In the grand scheme of things, though, the UK’s windfall tax looks more like political theater than a punch. Despite some sentiment-driven market impact, it seems mostly a sideshow. Exhibit 2 shows UK Energy returns next to World Energy. Taxing “extraordinary” profits may make sense politically—and that appears to be shading UK Energy returns down a tad—but you have to squint to see it. Tax uncertainty appears negligible next to Energy’s main fundamental earnings drivers—oil prices and the global supply and demand behind them—which propelled the sector higher this year as energy costs spiked more than many expected.

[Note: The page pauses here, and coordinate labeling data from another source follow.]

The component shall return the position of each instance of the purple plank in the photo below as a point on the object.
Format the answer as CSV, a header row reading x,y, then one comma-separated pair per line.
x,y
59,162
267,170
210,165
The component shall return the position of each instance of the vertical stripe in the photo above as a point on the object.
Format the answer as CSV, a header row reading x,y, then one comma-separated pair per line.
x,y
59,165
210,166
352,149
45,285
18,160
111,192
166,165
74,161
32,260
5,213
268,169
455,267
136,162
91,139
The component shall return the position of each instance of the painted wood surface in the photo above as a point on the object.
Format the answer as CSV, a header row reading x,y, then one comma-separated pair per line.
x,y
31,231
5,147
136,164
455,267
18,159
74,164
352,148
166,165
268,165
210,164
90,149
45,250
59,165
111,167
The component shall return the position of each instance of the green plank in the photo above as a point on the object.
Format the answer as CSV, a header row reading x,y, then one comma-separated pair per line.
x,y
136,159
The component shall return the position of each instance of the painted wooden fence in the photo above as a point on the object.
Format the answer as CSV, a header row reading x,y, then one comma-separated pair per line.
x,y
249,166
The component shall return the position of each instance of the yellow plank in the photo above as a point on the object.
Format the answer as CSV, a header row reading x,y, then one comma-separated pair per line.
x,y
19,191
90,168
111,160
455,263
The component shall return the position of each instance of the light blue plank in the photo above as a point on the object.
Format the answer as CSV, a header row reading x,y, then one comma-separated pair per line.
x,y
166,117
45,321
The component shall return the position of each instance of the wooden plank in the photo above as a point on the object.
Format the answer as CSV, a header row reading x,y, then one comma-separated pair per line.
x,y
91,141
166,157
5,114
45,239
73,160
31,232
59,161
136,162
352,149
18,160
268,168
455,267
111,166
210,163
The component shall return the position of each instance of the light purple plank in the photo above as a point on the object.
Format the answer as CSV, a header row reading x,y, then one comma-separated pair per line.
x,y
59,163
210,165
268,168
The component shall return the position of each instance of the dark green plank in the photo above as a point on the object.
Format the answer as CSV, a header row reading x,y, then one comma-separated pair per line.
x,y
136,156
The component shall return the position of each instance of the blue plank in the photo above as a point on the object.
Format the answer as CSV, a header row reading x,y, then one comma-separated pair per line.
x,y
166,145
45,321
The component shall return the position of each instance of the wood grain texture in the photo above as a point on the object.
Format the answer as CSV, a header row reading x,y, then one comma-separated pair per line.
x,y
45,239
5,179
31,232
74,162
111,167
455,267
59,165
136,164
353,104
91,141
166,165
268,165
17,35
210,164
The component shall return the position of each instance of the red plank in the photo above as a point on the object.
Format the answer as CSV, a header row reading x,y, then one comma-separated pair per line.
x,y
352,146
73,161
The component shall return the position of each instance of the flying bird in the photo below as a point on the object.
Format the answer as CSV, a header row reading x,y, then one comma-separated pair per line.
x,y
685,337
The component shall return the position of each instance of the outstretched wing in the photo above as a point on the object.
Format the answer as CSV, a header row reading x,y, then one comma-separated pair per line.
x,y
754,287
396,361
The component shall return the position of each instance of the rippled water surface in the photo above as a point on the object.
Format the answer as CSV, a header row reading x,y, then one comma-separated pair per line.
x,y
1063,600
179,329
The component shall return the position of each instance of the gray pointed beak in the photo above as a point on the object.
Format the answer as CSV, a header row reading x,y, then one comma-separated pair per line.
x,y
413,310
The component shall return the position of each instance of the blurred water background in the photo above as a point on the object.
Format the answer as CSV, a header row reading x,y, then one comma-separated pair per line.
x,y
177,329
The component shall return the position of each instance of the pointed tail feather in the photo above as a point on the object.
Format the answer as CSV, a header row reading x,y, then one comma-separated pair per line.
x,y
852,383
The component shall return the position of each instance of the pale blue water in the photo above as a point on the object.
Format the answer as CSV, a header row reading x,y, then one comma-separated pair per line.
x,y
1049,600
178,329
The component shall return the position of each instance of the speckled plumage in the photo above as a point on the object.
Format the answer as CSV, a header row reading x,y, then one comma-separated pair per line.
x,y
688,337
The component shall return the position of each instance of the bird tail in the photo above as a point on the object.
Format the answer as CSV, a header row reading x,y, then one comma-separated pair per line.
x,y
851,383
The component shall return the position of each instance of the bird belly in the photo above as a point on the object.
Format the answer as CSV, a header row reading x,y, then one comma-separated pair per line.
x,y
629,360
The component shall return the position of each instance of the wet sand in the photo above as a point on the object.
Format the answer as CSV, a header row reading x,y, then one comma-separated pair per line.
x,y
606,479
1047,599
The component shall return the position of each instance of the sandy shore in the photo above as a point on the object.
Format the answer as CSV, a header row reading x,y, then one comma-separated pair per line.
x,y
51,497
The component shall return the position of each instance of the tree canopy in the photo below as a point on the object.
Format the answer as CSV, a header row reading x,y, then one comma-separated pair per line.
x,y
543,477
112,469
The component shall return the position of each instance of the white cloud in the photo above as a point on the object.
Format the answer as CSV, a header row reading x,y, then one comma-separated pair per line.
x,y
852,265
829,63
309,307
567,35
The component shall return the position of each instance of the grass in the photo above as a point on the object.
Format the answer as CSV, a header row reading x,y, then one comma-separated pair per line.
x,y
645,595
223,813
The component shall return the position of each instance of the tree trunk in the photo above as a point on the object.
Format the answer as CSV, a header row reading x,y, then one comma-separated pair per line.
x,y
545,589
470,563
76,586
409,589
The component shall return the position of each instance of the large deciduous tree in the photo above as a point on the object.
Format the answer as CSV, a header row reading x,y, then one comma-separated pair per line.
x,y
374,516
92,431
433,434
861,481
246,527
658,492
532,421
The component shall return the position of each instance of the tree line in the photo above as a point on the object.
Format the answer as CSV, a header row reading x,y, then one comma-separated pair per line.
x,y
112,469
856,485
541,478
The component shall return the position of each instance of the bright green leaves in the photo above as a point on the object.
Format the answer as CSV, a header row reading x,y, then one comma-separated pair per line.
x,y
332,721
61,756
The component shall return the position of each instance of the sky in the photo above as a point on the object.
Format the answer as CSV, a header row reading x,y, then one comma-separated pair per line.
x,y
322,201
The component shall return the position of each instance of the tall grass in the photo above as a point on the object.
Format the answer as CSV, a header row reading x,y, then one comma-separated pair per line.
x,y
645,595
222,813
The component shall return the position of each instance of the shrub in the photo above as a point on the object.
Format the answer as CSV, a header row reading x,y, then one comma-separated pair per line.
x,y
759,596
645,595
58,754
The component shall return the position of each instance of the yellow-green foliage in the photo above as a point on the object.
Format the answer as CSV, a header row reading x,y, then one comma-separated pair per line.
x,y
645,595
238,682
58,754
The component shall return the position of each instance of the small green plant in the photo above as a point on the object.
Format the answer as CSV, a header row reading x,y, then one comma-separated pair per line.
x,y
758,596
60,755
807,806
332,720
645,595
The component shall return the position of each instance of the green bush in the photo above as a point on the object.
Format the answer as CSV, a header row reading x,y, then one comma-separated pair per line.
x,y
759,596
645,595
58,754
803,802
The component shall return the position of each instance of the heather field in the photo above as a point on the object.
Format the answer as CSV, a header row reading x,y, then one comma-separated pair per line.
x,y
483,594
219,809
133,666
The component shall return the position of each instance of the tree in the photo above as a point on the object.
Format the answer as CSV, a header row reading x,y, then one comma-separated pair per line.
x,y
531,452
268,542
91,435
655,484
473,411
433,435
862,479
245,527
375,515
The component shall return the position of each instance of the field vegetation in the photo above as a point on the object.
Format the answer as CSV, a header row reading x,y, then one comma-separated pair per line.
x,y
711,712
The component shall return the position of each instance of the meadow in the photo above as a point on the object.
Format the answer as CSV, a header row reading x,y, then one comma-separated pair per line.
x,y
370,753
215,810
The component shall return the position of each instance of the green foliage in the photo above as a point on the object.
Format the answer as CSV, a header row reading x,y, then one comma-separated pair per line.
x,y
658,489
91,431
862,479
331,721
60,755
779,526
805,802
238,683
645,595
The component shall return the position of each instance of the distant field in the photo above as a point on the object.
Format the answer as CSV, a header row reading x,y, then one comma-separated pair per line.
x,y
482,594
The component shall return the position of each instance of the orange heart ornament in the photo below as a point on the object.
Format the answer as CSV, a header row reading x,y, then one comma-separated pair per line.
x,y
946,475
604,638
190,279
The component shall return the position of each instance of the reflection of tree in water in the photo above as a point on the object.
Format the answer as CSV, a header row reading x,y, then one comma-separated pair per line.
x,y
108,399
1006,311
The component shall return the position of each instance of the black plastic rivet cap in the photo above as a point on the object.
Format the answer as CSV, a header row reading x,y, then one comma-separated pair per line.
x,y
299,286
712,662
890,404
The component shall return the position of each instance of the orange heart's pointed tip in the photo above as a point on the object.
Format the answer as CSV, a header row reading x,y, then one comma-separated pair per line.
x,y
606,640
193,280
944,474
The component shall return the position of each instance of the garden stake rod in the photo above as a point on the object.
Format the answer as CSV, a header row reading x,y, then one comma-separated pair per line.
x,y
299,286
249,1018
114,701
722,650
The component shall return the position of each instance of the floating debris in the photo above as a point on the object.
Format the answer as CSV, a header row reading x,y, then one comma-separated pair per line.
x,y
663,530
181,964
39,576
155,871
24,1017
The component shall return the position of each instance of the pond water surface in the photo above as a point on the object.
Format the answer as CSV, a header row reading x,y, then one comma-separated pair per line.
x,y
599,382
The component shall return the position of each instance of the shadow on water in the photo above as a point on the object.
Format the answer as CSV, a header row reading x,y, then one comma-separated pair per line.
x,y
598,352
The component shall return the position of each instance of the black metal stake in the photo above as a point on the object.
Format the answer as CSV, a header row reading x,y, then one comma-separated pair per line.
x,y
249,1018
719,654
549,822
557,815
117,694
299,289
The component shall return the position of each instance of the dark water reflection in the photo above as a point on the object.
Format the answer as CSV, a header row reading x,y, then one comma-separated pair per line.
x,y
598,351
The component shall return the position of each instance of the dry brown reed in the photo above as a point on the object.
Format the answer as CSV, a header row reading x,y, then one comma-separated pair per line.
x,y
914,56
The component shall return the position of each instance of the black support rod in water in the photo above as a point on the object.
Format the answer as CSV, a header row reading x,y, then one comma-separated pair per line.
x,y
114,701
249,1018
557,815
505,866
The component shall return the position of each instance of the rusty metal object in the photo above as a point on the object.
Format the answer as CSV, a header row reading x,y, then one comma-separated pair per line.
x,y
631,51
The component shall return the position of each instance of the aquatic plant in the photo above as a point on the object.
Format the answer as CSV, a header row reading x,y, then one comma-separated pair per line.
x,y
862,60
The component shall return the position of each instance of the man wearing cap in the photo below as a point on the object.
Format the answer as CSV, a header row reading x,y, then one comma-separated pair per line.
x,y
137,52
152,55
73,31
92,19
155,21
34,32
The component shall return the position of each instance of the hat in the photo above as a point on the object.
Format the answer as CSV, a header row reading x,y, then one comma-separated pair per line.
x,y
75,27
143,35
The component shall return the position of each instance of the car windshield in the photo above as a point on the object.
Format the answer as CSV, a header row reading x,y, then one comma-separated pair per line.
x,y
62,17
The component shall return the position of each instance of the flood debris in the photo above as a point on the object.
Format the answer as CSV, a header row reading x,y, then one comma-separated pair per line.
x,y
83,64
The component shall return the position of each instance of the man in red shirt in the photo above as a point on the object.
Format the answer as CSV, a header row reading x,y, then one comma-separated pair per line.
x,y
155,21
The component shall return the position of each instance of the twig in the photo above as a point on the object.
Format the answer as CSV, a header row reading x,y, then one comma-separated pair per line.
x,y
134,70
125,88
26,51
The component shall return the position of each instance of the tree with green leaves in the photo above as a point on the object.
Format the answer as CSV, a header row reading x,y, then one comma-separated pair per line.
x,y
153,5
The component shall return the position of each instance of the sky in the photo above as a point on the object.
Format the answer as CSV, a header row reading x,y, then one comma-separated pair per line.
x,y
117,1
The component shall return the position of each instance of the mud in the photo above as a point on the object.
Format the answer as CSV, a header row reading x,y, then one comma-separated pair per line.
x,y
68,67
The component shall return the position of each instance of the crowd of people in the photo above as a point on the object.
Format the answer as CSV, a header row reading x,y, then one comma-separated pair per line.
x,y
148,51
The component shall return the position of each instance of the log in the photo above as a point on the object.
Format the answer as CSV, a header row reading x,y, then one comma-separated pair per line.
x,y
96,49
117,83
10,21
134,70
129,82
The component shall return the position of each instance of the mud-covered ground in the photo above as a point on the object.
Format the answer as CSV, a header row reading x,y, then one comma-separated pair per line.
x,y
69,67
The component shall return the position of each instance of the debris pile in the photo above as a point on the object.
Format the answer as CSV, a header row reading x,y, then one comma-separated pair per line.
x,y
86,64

Exhibit 2: Fundamentals Matter More
Source: FactSet, as of 5/27/2022. MSCI UK Energy and World Energy returns with net dividends, 12/31/2021 – 5/26/2022.
Just as windfall taxes aren’t likely to suppress UK Energy much, they aren’t broad enough to hit global markets, either. UK oil and gas output is only about 1% of the world’s—not huge.[iii] Similar measures from Spain and Italy made fewer ripples, with affected companies not seeing a material impact.[iv] Meanwhile, Emerging Market Hungary announced windfall taxes Thursday, too, affecting much broader swaths of its markets—including banks, telecom firms, retailers and airlines, along with Energy firms—unnerving investors there. We are watching for any wider spread. But while these moves aren’t good, in our view, their scope and effect seem too small to cause bigger global waves for now.
[i] “UK Slaps 25% Windfall Tax on Profits of Oil and Gas Firms,” Joe Mayes, Bloomberg, 5/26/2022.
[ii] “UK Hits Oil and Gas Companies With $6 Billion Windfall Tax,” Anna Cooban, CNN, 5/26/2022. Source: FactSet, as of 5/27/2022. MSCI UK Energy EPS estimates, 2021 – 2022.
[iii] Source: EIA, as of 5/27/2022.
[iv] “Enel Shrugs off Windfall Tax Impact to Confirm 2022 Forecast,” Stephen Jewkes, Reuters, 5/4/2022.